[IDF15]Intel’s 6th Gen Skylake Unwrapped – CPU Microarchitecture, Gen9 Graphics Core and Speed Shift Hardware P-State
Intel Skylake GPU Architecture Analysis
Moving on, we have the graphics architectural analysis from Intel that is based around their Gen9 GPU. The details will involve all the key information and insights on Intel's Skylake's CPU and GPU architecture. Right now, we can show you the full details regarding the Skylake Gen9 GPU graphics architecture which will be divided into three *initial* tiers that include GT2, GT3/e and GT4/e.
The details Intel provides on their Skylake iGPUs include a block diagram for their Core i7-6700K processor which launched earlier this month as the flagship offering on the Z170 platform.

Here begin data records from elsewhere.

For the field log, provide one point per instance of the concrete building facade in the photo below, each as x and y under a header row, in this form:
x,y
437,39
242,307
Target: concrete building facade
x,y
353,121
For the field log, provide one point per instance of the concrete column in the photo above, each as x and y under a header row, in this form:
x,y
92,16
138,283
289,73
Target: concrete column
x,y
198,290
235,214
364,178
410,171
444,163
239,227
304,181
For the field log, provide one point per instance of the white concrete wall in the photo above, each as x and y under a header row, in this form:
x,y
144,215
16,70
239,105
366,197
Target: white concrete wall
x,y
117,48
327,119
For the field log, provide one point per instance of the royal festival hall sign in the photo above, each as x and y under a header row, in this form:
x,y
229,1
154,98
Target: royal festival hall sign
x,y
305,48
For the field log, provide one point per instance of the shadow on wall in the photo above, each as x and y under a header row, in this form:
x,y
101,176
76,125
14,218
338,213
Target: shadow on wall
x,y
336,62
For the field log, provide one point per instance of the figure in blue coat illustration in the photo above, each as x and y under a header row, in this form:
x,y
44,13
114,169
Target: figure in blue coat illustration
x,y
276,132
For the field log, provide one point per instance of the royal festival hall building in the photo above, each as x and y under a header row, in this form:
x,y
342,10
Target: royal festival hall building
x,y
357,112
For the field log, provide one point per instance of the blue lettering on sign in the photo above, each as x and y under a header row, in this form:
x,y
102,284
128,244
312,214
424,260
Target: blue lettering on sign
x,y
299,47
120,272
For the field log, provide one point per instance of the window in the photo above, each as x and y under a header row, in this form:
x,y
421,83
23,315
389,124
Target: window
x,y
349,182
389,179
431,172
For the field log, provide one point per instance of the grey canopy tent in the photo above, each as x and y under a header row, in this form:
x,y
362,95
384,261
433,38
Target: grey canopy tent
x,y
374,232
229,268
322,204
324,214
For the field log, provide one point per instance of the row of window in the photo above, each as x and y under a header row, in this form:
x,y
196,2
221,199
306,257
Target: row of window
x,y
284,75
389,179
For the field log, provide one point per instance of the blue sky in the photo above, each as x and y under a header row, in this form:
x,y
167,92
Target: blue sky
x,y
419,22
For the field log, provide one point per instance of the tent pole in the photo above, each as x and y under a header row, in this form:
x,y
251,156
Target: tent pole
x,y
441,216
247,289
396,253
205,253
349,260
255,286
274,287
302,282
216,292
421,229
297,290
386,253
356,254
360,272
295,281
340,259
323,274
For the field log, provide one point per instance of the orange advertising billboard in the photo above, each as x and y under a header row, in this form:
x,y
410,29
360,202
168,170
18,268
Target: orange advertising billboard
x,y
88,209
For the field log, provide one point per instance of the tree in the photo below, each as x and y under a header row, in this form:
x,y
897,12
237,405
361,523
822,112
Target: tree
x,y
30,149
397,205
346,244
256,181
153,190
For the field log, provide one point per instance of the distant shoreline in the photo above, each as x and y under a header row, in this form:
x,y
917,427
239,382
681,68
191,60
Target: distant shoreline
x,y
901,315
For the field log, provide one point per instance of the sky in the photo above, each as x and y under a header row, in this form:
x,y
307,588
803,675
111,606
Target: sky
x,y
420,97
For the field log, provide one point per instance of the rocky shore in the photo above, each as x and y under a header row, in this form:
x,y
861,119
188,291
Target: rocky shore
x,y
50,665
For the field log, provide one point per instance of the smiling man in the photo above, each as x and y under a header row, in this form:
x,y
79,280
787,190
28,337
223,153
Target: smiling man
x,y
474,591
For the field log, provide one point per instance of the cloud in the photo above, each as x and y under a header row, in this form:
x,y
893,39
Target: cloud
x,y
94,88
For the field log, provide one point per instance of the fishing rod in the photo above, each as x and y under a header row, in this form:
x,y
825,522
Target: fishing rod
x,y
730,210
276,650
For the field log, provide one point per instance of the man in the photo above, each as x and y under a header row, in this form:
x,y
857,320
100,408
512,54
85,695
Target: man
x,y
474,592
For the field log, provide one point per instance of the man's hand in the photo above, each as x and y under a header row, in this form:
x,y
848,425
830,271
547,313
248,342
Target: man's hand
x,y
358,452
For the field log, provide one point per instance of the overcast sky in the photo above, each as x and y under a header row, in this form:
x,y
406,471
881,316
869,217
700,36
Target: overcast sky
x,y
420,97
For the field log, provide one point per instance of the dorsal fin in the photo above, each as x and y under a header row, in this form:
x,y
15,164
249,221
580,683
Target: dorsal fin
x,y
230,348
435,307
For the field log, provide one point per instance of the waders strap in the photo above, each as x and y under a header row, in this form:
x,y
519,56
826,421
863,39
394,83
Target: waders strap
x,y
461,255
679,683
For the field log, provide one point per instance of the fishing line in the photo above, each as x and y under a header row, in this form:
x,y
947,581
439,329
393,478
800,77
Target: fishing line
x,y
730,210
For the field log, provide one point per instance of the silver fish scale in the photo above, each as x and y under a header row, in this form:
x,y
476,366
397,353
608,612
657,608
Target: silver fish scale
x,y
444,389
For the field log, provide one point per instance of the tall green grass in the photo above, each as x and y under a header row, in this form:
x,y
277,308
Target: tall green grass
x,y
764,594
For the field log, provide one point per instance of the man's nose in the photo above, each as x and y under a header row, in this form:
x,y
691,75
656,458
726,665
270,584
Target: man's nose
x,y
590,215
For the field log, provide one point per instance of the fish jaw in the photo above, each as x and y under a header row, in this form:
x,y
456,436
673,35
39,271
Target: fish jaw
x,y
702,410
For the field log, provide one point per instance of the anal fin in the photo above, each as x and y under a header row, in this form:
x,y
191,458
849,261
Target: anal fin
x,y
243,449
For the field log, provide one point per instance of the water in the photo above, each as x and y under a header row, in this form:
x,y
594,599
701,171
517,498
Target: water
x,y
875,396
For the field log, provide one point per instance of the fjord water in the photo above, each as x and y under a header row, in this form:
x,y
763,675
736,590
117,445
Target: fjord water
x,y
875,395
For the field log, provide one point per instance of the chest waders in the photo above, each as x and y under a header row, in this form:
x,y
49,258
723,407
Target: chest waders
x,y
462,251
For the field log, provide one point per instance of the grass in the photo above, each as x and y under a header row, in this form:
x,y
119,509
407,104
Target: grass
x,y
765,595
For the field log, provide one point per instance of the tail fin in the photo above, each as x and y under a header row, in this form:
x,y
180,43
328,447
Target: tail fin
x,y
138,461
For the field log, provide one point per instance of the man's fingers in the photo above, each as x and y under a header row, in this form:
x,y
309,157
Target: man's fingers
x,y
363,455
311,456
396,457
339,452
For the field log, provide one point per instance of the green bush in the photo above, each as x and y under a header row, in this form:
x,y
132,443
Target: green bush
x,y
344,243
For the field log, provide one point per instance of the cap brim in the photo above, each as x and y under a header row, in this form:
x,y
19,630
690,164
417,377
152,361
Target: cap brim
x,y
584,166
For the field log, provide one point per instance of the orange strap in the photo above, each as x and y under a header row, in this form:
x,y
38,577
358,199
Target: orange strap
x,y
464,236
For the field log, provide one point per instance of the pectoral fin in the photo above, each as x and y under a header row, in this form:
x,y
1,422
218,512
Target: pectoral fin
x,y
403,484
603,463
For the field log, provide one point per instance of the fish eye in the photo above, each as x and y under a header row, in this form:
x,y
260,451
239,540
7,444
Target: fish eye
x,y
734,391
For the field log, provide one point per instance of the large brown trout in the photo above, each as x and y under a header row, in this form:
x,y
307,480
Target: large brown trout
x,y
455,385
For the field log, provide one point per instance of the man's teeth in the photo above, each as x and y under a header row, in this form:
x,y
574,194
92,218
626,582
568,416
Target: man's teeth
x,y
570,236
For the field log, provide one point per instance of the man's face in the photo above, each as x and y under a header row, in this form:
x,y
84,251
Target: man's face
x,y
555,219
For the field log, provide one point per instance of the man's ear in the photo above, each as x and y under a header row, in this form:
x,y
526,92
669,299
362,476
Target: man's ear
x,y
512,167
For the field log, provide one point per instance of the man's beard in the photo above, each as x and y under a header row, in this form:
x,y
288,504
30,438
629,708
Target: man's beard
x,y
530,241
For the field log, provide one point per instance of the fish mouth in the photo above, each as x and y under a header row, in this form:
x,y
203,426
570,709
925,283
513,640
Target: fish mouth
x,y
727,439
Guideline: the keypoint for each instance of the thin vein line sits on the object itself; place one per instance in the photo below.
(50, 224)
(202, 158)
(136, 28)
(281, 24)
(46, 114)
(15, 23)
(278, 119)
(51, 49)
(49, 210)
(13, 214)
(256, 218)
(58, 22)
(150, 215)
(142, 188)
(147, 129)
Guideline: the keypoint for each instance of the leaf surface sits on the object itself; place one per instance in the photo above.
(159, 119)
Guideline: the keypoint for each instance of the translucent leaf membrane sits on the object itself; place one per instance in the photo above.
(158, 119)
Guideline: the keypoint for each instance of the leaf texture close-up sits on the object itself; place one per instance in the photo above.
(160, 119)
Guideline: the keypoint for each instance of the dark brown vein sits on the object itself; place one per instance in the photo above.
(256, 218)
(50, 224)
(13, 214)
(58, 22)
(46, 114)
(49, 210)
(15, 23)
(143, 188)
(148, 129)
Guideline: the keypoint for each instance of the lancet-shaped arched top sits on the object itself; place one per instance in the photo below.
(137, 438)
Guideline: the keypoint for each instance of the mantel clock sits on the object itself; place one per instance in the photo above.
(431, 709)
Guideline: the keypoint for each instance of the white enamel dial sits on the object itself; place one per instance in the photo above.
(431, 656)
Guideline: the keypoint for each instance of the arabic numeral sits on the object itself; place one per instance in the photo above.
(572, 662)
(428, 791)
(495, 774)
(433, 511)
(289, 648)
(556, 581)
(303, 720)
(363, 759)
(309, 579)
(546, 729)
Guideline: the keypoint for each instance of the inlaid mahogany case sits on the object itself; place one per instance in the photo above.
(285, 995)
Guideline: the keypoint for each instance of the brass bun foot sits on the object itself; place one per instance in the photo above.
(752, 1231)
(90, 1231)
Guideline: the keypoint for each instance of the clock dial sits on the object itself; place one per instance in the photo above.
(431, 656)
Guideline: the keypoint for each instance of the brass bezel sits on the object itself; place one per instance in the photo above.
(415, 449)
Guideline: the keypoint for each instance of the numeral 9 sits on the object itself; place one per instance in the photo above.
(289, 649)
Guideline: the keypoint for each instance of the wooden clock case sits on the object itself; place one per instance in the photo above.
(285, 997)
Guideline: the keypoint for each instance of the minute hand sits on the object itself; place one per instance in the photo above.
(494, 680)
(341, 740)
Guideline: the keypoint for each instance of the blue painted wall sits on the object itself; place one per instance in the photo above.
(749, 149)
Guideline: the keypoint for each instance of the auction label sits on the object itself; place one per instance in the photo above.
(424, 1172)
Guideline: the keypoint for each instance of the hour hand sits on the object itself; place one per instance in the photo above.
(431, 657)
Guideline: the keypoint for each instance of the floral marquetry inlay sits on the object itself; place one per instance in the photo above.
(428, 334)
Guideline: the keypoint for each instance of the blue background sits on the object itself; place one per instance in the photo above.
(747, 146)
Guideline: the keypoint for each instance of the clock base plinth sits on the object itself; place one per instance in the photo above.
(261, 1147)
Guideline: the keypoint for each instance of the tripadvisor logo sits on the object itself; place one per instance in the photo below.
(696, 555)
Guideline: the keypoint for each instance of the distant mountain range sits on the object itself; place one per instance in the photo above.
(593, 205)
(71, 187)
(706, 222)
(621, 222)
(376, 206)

The chip which Intel term as a SOC (System on Chip) houses four CPU cores with a shared LLC cache that's interconnected through a SOC Ring which is a bi-directional, 32-byte wide bus and further connects with the iGPU and System agent. All the memory transactions to/from CPU cores and to/from Intel iGPUs are also handled by this SOC Ring, through the system agent and the unified DRAM controller. Now Intel would like to call it a SOC but its in fact a Semi-SOC since the PCH (Southbridge) is still housed on the motherboard while the Northbridge has been moved to the CPU for quite some time now. Intel has saved a lot of die space with their 14nm CPUs but moving the PCH to the chip itself will require a lot of room, even more if you are going to feature the eDRAM on the side of the chip package. A suitable example would be the case Broadwell Core i7-5775C that houses a 128 MB of eDRAM cache on the core package alongside the main die. That along with the several transistors make up for a lot of room and leaves little space for any further addition to the unit.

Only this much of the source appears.